Fraser, Paul E
University of Toronto
Alzheimer Disease Pathobiology and Mechanisms of Neurodegeneration
Alzheimer’s disease (AD) is a common, progressive and ultimately lethal disease affecting ~5% of adults over 65 years of age and ~30% of adults over the age of 85 years in most Western societies. Both the prevalence and the annual expenditures on AD are expected to increase as the proportion of the population at risk increases over the next 20 years. The currently available treatments are of limited effectiveness as they target the symptoms of the disease but not the root cause. The major features of AD are accumulations of abnormal proteins called amyloid plaques and neurofibrillary tangles within the brain. Amyloid plaques appear as densely packed thread-like fibers that form in the vicinity of nerve cells and blood vessels. Evidence suggests that amyloid is highly toxic and is the primary cause of nerve cell death. Loss of these cells is the underlying event in AD and results in the clinical features of cognitive dysfunction and memory impairments. We have identified the presenilin family of proteins which are the major cause of familial or inherited Alzheimer’s disease.

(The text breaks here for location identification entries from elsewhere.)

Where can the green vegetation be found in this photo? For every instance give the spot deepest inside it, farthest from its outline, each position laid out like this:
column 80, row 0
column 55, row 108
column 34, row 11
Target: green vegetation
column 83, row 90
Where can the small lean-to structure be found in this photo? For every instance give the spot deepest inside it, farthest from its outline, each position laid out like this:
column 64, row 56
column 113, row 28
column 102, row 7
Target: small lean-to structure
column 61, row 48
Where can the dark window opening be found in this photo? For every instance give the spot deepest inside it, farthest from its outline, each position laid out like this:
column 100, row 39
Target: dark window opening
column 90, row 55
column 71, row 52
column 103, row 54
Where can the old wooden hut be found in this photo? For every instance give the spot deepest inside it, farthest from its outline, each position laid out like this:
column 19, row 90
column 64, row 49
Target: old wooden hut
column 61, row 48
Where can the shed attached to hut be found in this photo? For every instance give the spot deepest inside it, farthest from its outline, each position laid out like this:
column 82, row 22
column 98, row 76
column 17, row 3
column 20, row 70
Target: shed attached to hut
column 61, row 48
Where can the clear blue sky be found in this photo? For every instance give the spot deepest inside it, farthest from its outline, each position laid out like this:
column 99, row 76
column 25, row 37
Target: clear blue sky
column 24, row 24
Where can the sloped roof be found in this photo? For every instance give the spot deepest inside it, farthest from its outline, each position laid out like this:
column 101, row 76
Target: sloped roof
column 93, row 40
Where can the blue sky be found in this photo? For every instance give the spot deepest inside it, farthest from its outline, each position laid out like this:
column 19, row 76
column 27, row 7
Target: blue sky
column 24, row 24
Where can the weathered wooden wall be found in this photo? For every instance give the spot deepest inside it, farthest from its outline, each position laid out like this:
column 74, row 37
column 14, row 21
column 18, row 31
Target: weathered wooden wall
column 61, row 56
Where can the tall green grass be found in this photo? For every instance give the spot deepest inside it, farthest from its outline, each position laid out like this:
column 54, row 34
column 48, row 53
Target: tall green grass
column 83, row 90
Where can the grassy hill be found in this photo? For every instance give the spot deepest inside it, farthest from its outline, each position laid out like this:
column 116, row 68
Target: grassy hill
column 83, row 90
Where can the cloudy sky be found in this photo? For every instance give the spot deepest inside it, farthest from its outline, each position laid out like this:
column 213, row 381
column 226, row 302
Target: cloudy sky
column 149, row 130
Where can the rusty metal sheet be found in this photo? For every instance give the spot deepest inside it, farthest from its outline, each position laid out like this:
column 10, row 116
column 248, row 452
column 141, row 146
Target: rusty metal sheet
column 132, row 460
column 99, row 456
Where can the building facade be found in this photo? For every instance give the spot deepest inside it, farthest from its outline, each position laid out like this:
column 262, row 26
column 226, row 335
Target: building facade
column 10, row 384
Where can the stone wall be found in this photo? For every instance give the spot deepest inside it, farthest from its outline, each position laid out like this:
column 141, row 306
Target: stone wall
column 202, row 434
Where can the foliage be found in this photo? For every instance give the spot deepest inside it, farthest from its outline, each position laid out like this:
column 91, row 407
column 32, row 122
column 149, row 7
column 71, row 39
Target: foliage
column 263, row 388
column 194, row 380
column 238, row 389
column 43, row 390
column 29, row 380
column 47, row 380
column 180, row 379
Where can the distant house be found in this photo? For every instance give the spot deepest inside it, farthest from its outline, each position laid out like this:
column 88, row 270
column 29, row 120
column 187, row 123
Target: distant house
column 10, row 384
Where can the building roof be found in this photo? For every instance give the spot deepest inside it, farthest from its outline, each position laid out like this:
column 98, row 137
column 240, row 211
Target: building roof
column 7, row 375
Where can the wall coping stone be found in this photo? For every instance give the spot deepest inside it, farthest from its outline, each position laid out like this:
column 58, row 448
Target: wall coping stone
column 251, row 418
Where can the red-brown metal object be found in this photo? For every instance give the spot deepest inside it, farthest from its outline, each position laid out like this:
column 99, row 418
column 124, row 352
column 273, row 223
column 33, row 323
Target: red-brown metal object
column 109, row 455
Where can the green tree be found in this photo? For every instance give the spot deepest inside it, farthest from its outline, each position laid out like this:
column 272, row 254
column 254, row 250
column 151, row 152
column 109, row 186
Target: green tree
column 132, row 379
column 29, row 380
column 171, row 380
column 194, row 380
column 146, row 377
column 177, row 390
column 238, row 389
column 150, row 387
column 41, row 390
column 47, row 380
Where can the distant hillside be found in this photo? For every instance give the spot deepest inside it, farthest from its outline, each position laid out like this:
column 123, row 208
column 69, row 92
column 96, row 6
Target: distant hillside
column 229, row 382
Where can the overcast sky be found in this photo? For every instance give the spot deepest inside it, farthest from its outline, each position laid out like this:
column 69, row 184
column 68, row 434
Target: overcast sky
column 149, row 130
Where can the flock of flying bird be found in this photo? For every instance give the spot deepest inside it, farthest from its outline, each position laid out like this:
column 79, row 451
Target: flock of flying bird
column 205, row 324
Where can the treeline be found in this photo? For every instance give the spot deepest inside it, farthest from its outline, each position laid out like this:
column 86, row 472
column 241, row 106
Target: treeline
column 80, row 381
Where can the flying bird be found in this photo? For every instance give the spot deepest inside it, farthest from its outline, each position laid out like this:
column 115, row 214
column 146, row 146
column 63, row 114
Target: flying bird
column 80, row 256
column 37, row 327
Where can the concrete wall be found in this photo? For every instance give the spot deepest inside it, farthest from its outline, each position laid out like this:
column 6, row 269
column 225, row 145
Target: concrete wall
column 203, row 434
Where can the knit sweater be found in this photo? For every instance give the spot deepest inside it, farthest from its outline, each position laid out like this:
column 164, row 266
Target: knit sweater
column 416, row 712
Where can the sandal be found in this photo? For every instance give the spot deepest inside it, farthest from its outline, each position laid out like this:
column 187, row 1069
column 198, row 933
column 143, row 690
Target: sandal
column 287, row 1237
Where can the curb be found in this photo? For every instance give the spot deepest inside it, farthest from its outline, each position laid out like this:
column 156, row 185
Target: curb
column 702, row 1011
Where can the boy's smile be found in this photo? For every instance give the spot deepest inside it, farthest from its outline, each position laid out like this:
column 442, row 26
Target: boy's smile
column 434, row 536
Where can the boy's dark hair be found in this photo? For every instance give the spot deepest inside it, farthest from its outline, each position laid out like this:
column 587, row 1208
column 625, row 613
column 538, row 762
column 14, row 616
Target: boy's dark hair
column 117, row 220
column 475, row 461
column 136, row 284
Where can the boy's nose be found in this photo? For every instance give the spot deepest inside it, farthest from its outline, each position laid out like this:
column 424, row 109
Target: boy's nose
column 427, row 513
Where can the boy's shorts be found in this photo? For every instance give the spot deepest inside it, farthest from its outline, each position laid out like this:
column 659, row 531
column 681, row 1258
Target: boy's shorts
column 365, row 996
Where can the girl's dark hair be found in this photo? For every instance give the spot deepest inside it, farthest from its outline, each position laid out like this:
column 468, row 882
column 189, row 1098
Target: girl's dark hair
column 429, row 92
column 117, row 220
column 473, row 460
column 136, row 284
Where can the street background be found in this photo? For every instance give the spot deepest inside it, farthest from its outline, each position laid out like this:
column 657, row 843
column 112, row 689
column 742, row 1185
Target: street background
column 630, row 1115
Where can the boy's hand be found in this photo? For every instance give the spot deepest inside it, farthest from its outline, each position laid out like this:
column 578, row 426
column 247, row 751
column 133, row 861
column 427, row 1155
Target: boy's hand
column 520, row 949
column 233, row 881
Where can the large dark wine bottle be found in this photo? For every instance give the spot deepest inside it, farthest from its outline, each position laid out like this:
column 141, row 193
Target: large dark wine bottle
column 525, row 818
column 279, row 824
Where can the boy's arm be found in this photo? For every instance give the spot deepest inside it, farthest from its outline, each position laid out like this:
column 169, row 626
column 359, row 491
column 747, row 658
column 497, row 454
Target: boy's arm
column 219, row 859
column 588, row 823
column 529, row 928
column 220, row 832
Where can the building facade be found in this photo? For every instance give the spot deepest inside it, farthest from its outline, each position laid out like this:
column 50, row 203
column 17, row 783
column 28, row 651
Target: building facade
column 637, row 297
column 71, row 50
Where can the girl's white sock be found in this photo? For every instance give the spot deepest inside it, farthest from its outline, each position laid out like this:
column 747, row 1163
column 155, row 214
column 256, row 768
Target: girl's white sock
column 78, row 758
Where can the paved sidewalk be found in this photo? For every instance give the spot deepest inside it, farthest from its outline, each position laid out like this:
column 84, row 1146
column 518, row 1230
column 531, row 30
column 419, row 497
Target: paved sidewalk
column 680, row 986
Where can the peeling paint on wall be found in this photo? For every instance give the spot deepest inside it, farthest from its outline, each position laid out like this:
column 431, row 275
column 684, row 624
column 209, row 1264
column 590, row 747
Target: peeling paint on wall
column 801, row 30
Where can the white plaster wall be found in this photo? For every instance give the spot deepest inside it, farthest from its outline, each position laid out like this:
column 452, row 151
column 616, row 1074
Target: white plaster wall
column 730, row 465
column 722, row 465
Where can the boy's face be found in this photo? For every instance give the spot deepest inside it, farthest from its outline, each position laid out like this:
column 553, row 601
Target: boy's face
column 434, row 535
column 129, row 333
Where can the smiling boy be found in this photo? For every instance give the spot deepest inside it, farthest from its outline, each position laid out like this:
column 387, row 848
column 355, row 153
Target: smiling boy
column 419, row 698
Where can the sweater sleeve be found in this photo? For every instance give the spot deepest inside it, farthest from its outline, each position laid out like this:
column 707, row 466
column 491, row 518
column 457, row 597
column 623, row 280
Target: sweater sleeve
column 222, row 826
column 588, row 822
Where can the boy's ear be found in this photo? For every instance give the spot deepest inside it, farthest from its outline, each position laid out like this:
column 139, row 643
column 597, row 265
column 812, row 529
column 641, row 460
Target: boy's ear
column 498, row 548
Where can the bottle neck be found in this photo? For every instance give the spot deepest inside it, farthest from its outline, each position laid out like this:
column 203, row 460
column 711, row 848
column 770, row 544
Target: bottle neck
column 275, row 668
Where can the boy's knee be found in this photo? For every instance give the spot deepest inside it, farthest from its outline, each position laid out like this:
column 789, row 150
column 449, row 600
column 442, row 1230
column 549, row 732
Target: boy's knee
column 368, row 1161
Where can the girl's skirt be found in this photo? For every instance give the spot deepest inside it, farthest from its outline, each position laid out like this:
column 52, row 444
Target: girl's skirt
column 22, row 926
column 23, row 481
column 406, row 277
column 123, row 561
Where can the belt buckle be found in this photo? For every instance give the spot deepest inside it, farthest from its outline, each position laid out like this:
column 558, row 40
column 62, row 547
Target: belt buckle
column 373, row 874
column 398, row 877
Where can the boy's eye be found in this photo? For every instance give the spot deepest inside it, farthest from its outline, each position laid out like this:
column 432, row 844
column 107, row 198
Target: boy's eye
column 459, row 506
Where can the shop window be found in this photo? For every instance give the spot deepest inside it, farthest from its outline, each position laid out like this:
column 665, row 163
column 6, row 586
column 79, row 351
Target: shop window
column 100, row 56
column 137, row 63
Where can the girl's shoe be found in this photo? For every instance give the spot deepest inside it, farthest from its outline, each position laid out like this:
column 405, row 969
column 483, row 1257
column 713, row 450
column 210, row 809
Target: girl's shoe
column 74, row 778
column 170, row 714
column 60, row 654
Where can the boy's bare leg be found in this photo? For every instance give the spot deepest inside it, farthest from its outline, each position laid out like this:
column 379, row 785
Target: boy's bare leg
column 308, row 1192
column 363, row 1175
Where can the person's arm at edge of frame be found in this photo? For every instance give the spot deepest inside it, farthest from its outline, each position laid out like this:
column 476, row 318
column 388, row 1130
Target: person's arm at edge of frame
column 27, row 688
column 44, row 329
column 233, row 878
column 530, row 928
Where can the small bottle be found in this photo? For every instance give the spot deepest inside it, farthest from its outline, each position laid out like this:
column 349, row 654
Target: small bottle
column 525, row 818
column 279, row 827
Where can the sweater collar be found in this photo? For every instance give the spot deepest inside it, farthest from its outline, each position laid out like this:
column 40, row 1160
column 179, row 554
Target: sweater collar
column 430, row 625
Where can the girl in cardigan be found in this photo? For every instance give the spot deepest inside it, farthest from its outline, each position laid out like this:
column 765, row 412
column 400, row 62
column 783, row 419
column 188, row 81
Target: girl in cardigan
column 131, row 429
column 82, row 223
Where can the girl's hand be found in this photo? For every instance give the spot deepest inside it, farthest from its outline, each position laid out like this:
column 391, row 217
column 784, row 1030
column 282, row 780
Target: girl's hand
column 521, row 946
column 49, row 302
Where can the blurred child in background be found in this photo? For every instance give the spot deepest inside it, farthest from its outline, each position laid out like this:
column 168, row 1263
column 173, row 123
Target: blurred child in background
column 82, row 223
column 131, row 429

Presenilins are unique enzymes and are part of a larger complex (termed gamma-secretase) which directly produces the toxic amyloid in the brain. Presenilins are intimately involved in the disease process as shown by the fact that mutations or changes in their structure accelerates amyloid formation and results in early onset AD (25-40 years of age). However, the exact mechanism by which this is achieved remains unclear. Our research will investigate the molecular organization of the presenilins and their functional partners. This will yield valuable information on how they function and, with this knowledge, it will be possible to control the toxic amyloid species. The ultimate objective of this research is to understand the cellular processes which cause AD and to use that information for the development of safe and effective treatments.